Mais rien ne semble impossible pour lui.
« Une fois j’ai fait marcher un téléphone qui avait passé 3 mois dans l’eau. Dans ce cas, il ne faut pas essayer de l’allumer et sortir la batterie sinon l’eau entre dans les composants. Si on le désoxyde, on peut le réparer après », raconte-t-il.
Valider les compétences en bricole
Dans la téléphonie, il est confronté aux embûches mises en place par les constructeurs pour éviter ou compliquer les auto-réparations. Ou les rendre onéreuses. Alassane voit souvent passer entre ses mains des téléphones à l’écran cassé après un choc ou une chute. La fonction tactile ne fonctionne alors bien souvent plus alors que l’écran s’allume toujours.
« Le tactile et le LCD de l’écran sont de moins en moins séparés dans les smartphones. Sur le Galaxy S4 par exemple ils ont fait en sorte que les deux soient indissociables. Si l’un des deux ne marche plus, il faut alors changer les deux. Et c’est plus cher», explique-t-il.
Il sort alors une sorte de sèche-cheveux de son sac. Il le branche et un rapide coup d’air sur la main suffit à comprendre qu’il ne vaut mieux pas l’essayer sur sa tignasse. C’est un décapeur thermique. Il l’utilise pour décoller les écrans des tablettes, notamment des Ipad. Car pour certaines d’entre elles, pour accéder à la batterie et la changer en cas de besoin impossible d’y accéder sans avoir décollé l’écran.

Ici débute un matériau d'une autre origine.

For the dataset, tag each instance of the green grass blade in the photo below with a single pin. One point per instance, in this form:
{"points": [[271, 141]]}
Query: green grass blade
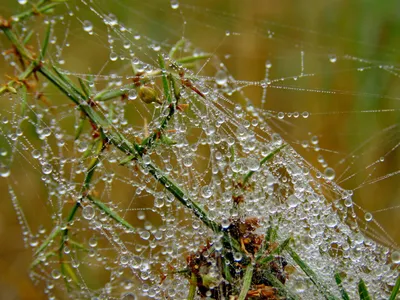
{"points": [[248, 275], [85, 88], [282, 289], [45, 42], [193, 287], [34, 11], [179, 44], [363, 291], [310, 273], [108, 94], [395, 289], [69, 82], [112, 214], [48, 240], [278, 249], [343, 292], [80, 127], [28, 37], [167, 91], [265, 159], [191, 59]]}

Une manipulation délicate qui peut rapidement tourner au fiasco. Mais il y a plus fourbe encore.
« Par exemple, sur l’Iphone 6 il y a eu l’histoire de l’erreur 50. L’appareil parvient à détecter que vous avez changé l’écran sans passer par Apple au moment de la restauration via Itunes. Du coup le téléphone est bloqué. Tu ne peux pas le faire toi-même ou aller chez un réparateur », détaille-t-il.
Il ne pourra pas réparer le téléphone d’Audrey ce soir-là, faute de pièces sous la main. Ses compétences apprises en triturant les téléphones, il aimerait pouvoir « les valider » pour en faire son métier. L’Atelier Soudé, organisé en association pour le moment, réfléchit aussi à la suite.
« On commence à avoir un bon réseau de bénévoles et de compétences. On a l’idée de mettre en place une formation entre bénévoles pour professionnaliser ça, peut-être », conclut Baptiste.